Angioflux Mechanism of Action

Pharmacology: Sulodexide (Angioflux) is a highly purified mixture of glycosaminoglycans consisting of 80% low molecular weight heparin and 20% dermatan sulfate, total components being from porcine origin. Because of the low molecular weights of both fractions, sulodexide (Angioflux) has a more extensive oral absorption compared to unfractionated heparin. Compared to other glycosaminoglycans, sulodexide (Angioflux) has a prolonged half-life and reduced effect on systemic clotting and bleeding. Given orally, subcutaneously, or by intravenous injection, sulodexide (Angioflux) exhibits thrombolytic and fibrinolytic activity thereby demonstrating efficacy in the treatment of thromboembolic disease. These antithrombotic and antithrombin properties are of great pharmacological value and make sulodexide (Angioflux) a suitable drug for the prophylaxis and treatment of arterial and venous peripheral diseases.
The main mechanism can be identified in a dose-dependent inhibition of the activated coagulation factor X, while the limited interference effect with thrombin avoids the consequences of an anticoagulant action. Sulodexide (Angioflux) exerts potent lipolytic activity, as well as activity related to proteoglycan synthesis by smooth muscle cells, associated with suppression of cell proliferation and inhibition of a significant part of atheromatous plaque development. At the same time, sulodexide (Angioflux) inhibits migration of smooth muscle cells towards the innermost layer, as a result of the drug's antithrombin and anti-platelet aggregation effect. The marked efficacy of sulodexide (Angioflux) is derived from its dual action of catalyzing the inhibition of thrombin by antithrombin III (ATIII) and by heparin cofactor II (HCII), with the added advantage of not increasing bleeding. Sulodexide (Angioflux) possesses marked systemic fibrinolytic activity due to the liberation of tissue plasminogen activator (tPA), with marked functional and antigenic reduction of plasminogen activator inhibitor-1 (PAI-1), and a reduction in plasma fibrinogen concentration, favoring the reduction of blood viscosity.
In summary, sulodexide (Angioflux) has a very effective antithrombotic and antithrombin activity, with efficacy and safety demonstrated in a wide range of vascular pathologies.
Pharmacokinetics: Absorption: The pharmacokinetics of sulodexide (Angioflux) in humans after oral administration of a single 50 mg or 100 mg dose in volunteers was evaluated in several studies. After oral administration, sulodexide (Angioflux) undergoes rapid and progressive intestinal absorption, with the presence of two peaks in plasma corresponding to both components (dermatan sulfate and heparan sulfate) and with concentrations of 0.2-1.0 mg/L at 1-10 hours after administration.
After ingestion, sulfated GAGs are absorbed, undergoing significant degradation and loss of the sulfate groups, which in turn reduce the molecular weight of the drug. The desulfated derivates appear in the blood stream up to 3-4 hours after oral administration, accompanying the sulfated fractions for up to 24 hours, with no relevance from a pharmacodynamic point of view.
Observation of the radioactive fraction linked to the unmodified drug indicates that the relative bioavailability of oral sulodexide (Angioflux) is in the range of 40%-60%. Half-life after ingestion of a 50 mg dose is 18.7 ± 4.1 hours, and 25.8 ± 1.9 hours after a 100 mg dose.
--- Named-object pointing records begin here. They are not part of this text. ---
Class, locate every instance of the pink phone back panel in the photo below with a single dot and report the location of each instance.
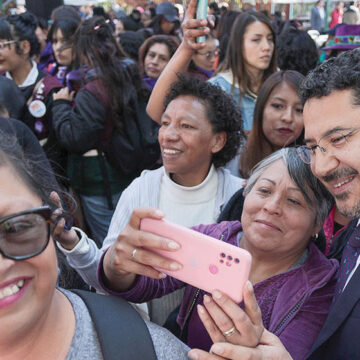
(208, 263)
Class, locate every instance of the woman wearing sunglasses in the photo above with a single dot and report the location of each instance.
(33, 312)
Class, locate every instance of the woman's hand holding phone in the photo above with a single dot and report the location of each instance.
(128, 256)
(231, 329)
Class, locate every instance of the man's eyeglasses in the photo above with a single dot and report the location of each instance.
(338, 140)
(25, 234)
(6, 43)
(210, 54)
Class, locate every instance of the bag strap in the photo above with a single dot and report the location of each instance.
(122, 332)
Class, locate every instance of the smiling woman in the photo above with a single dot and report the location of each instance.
(31, 307)
(285, 206)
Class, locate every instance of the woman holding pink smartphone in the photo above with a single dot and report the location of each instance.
(284, 208)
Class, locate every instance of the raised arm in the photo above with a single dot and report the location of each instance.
(192, 28)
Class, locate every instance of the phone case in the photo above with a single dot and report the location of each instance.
(208, 263)
(201, 13)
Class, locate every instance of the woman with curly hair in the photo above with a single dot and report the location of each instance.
(199, 133)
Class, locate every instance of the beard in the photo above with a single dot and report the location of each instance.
(348, 211)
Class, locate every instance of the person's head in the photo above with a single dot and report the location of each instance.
(166, 20)
(119, 27)
(224, 29)
(19, 41)
(65, 12)
(285, 206)
(339, 5)
(95, 45)
(41, 32)
(4, 112)
(296, 50)
(248, 5)
(96, 48)
(200, 126)
(251, 49)
(205, 58)
(331, 97)
(61, 36)
(214, 8)
(25, 233)
(155, 53)
(278, 120)
(130, 42)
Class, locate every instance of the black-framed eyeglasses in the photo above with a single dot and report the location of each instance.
(336, 141)
(3, 44)
(210, 54)
(25, 234)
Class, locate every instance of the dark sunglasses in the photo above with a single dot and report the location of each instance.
(25, 234)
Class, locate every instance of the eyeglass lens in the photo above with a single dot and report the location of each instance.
(23, 235)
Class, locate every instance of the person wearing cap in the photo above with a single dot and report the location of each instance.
(166, 21)
(248, 5)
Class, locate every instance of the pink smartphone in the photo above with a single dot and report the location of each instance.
(208, 263)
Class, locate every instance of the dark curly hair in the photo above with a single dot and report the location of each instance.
(221, 112)
(171, 43)
(21, 27)
(339, 73)
(296, 50)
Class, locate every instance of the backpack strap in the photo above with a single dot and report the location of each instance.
(122, 332)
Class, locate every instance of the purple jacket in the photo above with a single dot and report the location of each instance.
(294, 304)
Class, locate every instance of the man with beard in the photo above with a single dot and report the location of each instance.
(331, 97)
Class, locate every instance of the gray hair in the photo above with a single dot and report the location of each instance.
(314, 192)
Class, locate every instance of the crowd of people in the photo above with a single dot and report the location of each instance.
(249, 137)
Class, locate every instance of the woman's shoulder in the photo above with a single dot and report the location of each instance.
(318, 267)
(167, 346)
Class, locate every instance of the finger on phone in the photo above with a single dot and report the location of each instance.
(143, 212)
(154, 260)
(234, 352)
(222, 321)
(250, 333)
(191, 9)
(196, 354)
(146, 239)
(209, 324)
(141, 269)
(252, 308)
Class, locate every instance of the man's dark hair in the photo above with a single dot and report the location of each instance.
(221, 112)
(338, 73)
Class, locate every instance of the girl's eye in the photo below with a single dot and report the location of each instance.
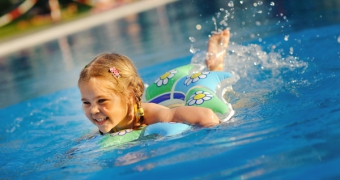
(101, 100)
(86, 103)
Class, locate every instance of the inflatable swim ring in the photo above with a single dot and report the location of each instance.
(183, 86)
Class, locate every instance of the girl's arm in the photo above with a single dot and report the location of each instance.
(185, 114)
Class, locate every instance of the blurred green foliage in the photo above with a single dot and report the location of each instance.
(38, 17)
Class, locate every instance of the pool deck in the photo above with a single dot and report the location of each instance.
(64, 29)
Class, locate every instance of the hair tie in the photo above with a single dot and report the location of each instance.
(114, 72)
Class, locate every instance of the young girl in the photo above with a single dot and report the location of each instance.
(111, 92)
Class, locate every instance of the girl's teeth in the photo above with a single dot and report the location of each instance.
(100, 120)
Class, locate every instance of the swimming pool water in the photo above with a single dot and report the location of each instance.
(286, 124)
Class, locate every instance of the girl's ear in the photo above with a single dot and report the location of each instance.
(131, 96)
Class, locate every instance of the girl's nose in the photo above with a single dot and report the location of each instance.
(94, 109)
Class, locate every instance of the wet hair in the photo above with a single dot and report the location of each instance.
(128, 78)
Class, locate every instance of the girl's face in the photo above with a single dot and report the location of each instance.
(103, 107)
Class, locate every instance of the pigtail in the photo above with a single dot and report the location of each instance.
(138, 90)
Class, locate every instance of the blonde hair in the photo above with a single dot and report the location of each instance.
(100, 66)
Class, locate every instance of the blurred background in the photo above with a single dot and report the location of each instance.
(45, 43)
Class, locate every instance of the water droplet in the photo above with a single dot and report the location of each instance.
(231, 4)
(198, 27)
(286, 38)
(192, 39)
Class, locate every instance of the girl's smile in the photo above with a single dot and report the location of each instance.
(103, 107)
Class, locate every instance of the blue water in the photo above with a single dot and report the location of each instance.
(286, 124)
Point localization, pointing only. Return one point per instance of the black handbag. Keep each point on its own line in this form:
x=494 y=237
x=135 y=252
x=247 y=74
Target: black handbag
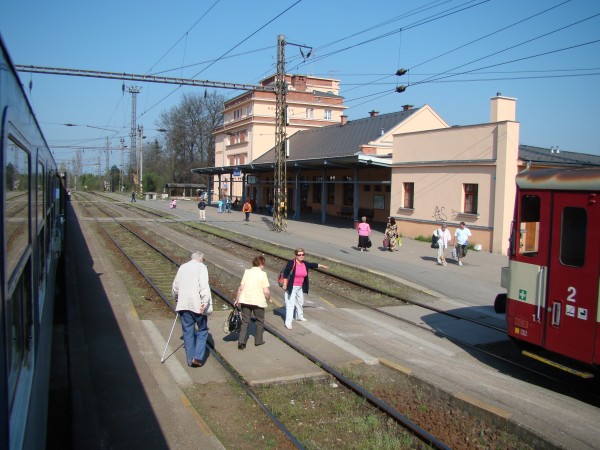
x=233 y=324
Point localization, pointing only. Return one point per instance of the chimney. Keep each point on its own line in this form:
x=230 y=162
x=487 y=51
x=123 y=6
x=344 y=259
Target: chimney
x=503 y=109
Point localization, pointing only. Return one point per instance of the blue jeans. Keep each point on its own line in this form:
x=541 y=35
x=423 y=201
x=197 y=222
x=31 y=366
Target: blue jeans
x=194 y=341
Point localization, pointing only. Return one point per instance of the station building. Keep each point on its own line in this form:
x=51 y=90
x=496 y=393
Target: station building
x=410 y=165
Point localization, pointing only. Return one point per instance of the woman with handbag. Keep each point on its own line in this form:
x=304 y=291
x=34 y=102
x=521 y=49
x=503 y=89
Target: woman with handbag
x=253 y=295
x=364 y=231
x=295 y=285
x=391 y=234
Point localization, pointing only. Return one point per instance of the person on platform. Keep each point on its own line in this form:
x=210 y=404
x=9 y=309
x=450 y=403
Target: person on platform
x=461 y=241
x=202 y=210
x=247 y=209
x=253 y=295
x=364 y=231
x=444 y=239
x=295 y=285
x=191 y=291
x=391 y=234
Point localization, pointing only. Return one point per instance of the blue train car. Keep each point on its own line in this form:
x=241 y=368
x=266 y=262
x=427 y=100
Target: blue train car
x=31 y=224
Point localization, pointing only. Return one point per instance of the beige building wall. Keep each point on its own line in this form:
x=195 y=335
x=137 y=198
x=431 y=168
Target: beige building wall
x=440 y=162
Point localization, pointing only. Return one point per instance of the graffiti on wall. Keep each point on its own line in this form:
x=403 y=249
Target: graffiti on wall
x=440 y=214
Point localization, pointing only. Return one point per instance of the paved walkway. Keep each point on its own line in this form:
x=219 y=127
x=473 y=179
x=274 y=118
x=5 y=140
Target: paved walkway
x=477 y=283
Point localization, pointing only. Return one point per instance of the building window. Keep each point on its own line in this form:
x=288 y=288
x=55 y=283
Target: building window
x=348 y=191
x=238 y=137
x=470 y=198
x=317 y=186
x=331 y=190
x=409 y=196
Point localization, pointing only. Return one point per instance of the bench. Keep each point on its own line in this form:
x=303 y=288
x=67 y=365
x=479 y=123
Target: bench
x=346 y=211
x=369 y=213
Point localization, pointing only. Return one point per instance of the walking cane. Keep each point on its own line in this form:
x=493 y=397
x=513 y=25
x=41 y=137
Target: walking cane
x=170 y=334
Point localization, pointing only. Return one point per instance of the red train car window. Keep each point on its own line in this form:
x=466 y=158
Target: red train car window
x=529 y=226
x=573 y=237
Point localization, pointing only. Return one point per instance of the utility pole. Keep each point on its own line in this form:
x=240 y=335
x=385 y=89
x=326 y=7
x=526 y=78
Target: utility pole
x=107 y=183
x=280 y=176
x=141 y=133
x=134 y=91
x=122 y=164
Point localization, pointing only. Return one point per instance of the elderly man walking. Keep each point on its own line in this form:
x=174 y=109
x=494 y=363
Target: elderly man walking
x=191 y=291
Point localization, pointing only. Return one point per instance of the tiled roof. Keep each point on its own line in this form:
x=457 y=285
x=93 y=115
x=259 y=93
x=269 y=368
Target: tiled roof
x=338 y=140
x=563 y=158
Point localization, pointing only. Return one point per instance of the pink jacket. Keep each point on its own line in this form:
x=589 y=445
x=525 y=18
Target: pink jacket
x=364 y=229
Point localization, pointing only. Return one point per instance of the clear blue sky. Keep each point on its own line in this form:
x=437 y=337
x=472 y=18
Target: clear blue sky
x=355 y=41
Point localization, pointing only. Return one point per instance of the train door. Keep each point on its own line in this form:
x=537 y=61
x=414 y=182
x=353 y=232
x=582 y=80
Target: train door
x=528 y=266
x=572 y=304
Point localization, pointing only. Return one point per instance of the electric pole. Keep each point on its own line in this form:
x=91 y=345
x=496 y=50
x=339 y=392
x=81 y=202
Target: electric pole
x=141 y=133
x=280 y=176
x=134 y=91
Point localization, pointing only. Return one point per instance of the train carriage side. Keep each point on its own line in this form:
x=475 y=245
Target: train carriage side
x=31 y=247
x=554 y=264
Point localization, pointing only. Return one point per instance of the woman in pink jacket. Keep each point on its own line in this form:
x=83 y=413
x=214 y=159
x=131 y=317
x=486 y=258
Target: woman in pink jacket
x=364 y=231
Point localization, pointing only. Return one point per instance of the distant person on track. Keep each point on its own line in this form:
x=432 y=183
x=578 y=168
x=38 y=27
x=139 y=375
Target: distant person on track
x=444 y=239
x=253 y=295
x=202 y=210
x=247 y=209
x=295 y=285
x=191 y=291
x=461 y=241
x=364 y=231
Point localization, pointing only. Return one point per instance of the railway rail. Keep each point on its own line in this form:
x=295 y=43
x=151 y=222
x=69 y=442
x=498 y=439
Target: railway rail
x=355 y=292
x=343 y=284
x=140 y=259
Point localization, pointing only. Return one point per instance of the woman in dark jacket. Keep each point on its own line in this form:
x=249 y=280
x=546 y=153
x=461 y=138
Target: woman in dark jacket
x=295 y=284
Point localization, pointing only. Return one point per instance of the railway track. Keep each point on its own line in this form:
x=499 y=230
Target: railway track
x=339 y=284
x=146 y=257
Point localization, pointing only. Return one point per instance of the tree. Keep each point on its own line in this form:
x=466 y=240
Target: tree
x=189 y=140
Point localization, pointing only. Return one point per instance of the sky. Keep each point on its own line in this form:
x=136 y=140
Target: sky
x=458 y=53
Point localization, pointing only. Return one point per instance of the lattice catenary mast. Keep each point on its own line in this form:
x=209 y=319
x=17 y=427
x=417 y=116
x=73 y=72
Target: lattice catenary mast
x=280 y=176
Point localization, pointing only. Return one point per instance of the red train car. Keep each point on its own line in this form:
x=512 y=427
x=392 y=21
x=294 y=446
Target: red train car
x=552 y=301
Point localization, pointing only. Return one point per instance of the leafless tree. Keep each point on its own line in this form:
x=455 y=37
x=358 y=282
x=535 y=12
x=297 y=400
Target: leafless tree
x=189 y=140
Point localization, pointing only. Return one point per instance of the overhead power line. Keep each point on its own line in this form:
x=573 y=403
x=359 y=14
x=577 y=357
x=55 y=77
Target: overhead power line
x=142 y=78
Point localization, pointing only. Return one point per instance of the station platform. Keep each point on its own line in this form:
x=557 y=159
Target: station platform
x=117 y=380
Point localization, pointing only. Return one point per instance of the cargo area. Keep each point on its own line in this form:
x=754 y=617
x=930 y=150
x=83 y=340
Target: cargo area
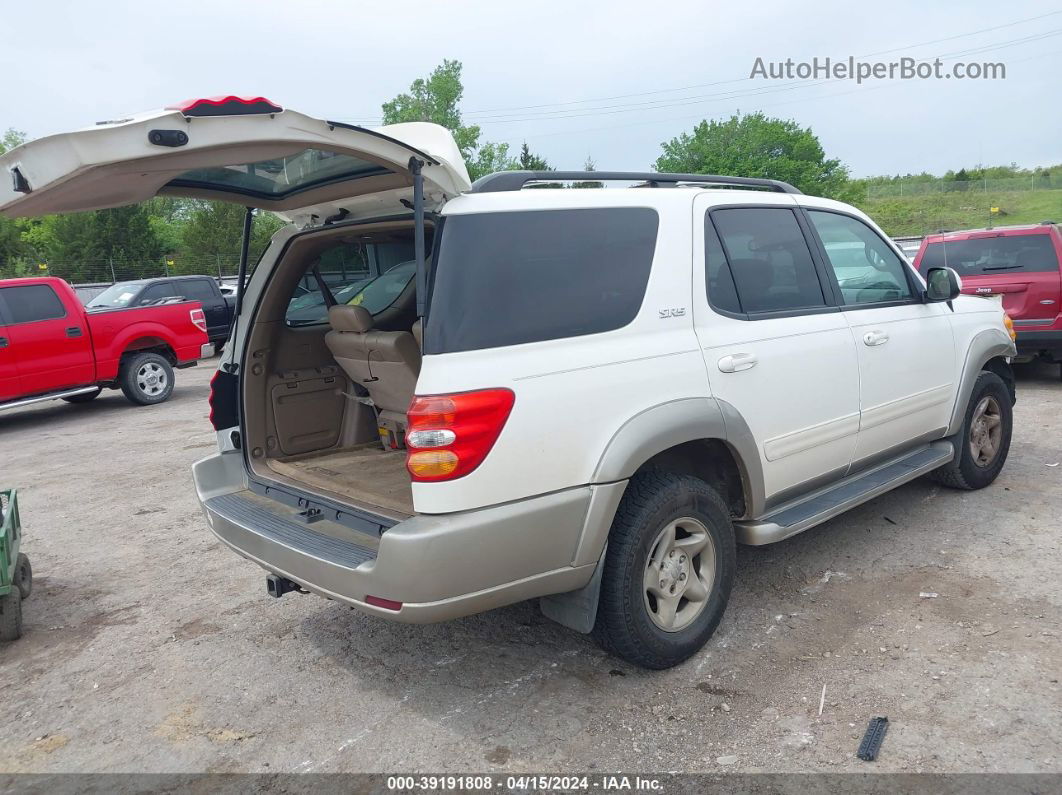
x=323 y=387
x=366 y=472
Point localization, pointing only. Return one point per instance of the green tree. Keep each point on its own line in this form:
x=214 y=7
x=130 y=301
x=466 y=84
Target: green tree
x=437 y=99
x=529 y=161
x=11 y=138
x=760 y=147
x=491 y=157
x=85 y=246
x=212 y=235
x=588 y=166
x=13 y=248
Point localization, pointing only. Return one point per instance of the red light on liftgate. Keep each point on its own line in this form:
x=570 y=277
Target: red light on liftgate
x=227 y=105
x=387 y=604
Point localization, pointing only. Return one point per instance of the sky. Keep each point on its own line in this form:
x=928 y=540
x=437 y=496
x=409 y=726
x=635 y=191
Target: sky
x=610 y=81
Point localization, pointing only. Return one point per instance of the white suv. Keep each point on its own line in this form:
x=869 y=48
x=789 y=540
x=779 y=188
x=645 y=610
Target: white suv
x=442 y=398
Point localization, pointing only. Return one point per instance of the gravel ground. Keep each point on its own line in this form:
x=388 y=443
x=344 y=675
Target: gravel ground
x=149 y=646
Distribution: Sulodexide (Angioflux) undergoes rapid and progressive absorption, reaches high plasma concentrations, and is widely distributed, particularly in the monocellular endothelial layer, making it very interesting as far as blood clotting is concerned. Reduction in plasma concentration not only depends on rapid drug distribution, but also on binding with the endothelial cell receptors in both arteries and veins, due to the affinity of GAGs for this cellular layer. The long half-life of sulodexide (Angioflux) may be due to the progressive liberation of products linked to these cells, and explains the long-term persistence of the drug in plasma. It is also possible that this process is influenced by metabolic degradation, reducing its affinity for cell receptors. Tissue uptake occurs via the extracellular matrix, as well as the renal and hepatic parenchyma.
Elimination: Sulodexide (Angioflux) is eliminated via the renal, bile, and fecal routes. Renal excretion is the main route, accounting for 55.3 ± 2.9% of drug excreted over 96 hours. A large part of the radioactivity excreted after 48 hours corresponds to degradation products as a result of intracellular biotransformation. Biliary excretion accounts for 23.5 ± 2.3% of the dose removed within 48 hours, and the remaining amount is eliminated by feces, accounting for 23.5 ± 2.8% at 48 hours.